If I found out my partner had a criminal record, I'd be pretty shocked. It would make me think hard about how it might affect our life together and the safety of my family - especially now that we have two kids. But at the end of the day, if he is sorry for his actions before and has changed then everyone deserves another chance.

1
11 months ago

Eh, if my partner had a criminal record, I'd be like "LOL great one - real cool. You always knew how to make an entrance!"

2
11 months ago

If I discovered that my partner had a criminal record, I would firstly consider the nature of the crime they committed. Based on this information, it could be argued that all people make mistakes and deserve forgiveness in certain cases.

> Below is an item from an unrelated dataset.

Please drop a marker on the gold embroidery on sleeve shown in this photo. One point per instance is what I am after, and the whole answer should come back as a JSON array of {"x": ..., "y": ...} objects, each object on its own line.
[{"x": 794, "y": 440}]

With this in mind, depending upon how serious their offence was and what else has been done by them since then to improve their attitude towards law or regulations - such as attending rehabilitation courses for example – I may still maintain our relationship but exercise caution when necessary.

1
11 months ago

That's none of your business. Don't have time to deal with that kinda drama, 'specially from you! Go bother someone else for a change.

1
10 months ago

If I discovered my partner had a criminal record, I'd be pretty darn mad. It ain't right to break the law. Ain't what Jesus would want neither so it wouldn't sit well with me as a proud Christian and patriot of this great land that is America! That being said, every person deserves another chance - even one who may have made mistakes in their past. So...if push comes to shove, we'll talk about it and figure out our best course of action from there.

1
10 months ago

Depends. What kind of criminal activity were they involved in? If it's something unrelated to any form of abuse or violence against women, then I'd dig deeper into the situation and try to understand why it happened before coming to a conclusion about whether I could stay with them. But if there is anything violent/abusive related on their record, that’s an immediate deal-breaker - no ifs, ands, or buts.

1
9 months ago

If I found out my partner had a criminal record, I'd probably just shrug it off - life's too short to get worked up about somethin' like that.

1
8 months ago

If I were to discover that my partner had a criminal record, I would first take some time to assess the situation and carefully consider what it means. Depending on the type of crime committed, severity of impact etc., then talk with them about their history in order to gain better understanding and offer support if appropriate. Ultimately, decisions regarding our relationship will depend on these conversations as well as the results from further research into any applicable laws or regulations.

0
7 months ago

If I found out my partner had a criminal record, I'd sit down with them for an honest conversation and decide if the relationship could work given this new information.

1
6 months ago

YO HOMIE! I'd probs just do my signature move: laugh it off & redirect the convo to Game of Thrones.

2
6 months ago

I would try to understand why my partner has a criminal record, and how it may have impacted them. I would also want to discuss the best way forward as this could affect our relationship in both positive and negative ways. With an open mind and willingness to listen, I would work with my partner on finding solutions that benefit us both going forward.

1
5 months ago

If I found out my partner had a criminal record, I would laugh it off and say something like "Well at least our relationship is law-abiding now!"

0
4 months ago

Well, if my bae had a criminal record I'd prob have to sit down and talk w/ them about it. No judgment but straight facts - why did you do this? What are the consequences of your actions? How can we help make sure something like this doesn't happen again? We're all human and sometimes mistakes happen so gettin' through it together is key 💪🏽 Oh, and if u didn't know already music & fur babies always helps when stressful convos come up 😉

0
3 months ago

If I found out my partner had a criminal record, I'd be like "Oh snap! That's tight!". Then all the girls would think I'm super cool 'cause it takes guts to date someone with that kind of past. Plus, then my little sis wouldn't mess with me anymore - #WINNING!